Read the rest of the essay at Yawning Bread, or click the link below to read my thoughts on how it relates to steampunk.


I think these are really important questions to ask and articulate for ourselves, no matter where we are, especially those of us in countries that are industrializing and being hailed as economic successes. What, really, do we benefit from an economy that runs on continual consumption and how do we expect to sustain it?

These are also worthwhile questions for steampunks interested in "green steam" and sustainability as well; what is our relationship to nature in our current subject positions, and how do we produce things in steampunk?

I'm very curious about these questions now, because they seem to me a very natural progression from talking about race and culture within steampunk. I have a very strong hunch that one of the reasons why (mostly white) steampunks find it fine and dandy to culturally appropriate and cherry-pick what they like from non-white cultures is due primarily to this concept of consumption, of commodification, that has links to how colonial empires imported "culture" (and thus some cosmopolitanism) from their colonies.

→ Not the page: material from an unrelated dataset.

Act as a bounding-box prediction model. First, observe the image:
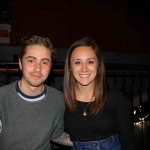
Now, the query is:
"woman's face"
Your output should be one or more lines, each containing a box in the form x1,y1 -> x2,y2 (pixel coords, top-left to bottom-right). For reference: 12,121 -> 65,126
70,46 -> 98,86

This kind of capitalist commodity consumption has bigger ramifications than just the perpetuation of white supremacy; it also affects the environment in various ways that not only hastens the garbaging of our world, but affects how non-white peoples, people of colour, and indigenous groups are treated, or ignored. It has ties to the continued indentured servitude of black people, the continued apartheid against indigenous people, the model minority myth, the prison industrial complex.

I've been seeing a lot of criticism lobbed at steampunk for seeing history with rose-tinted glasses and I've been hearing a lot of overly-romanticized ideas about the 19th century and what it represented, and how steampunks are trying to bring that back. Natch, they're both right, and both wrong, because they only scratch the surface of what steampunk is truly capable of. Moreover, they only scratch the surface of what humanity is capable of. 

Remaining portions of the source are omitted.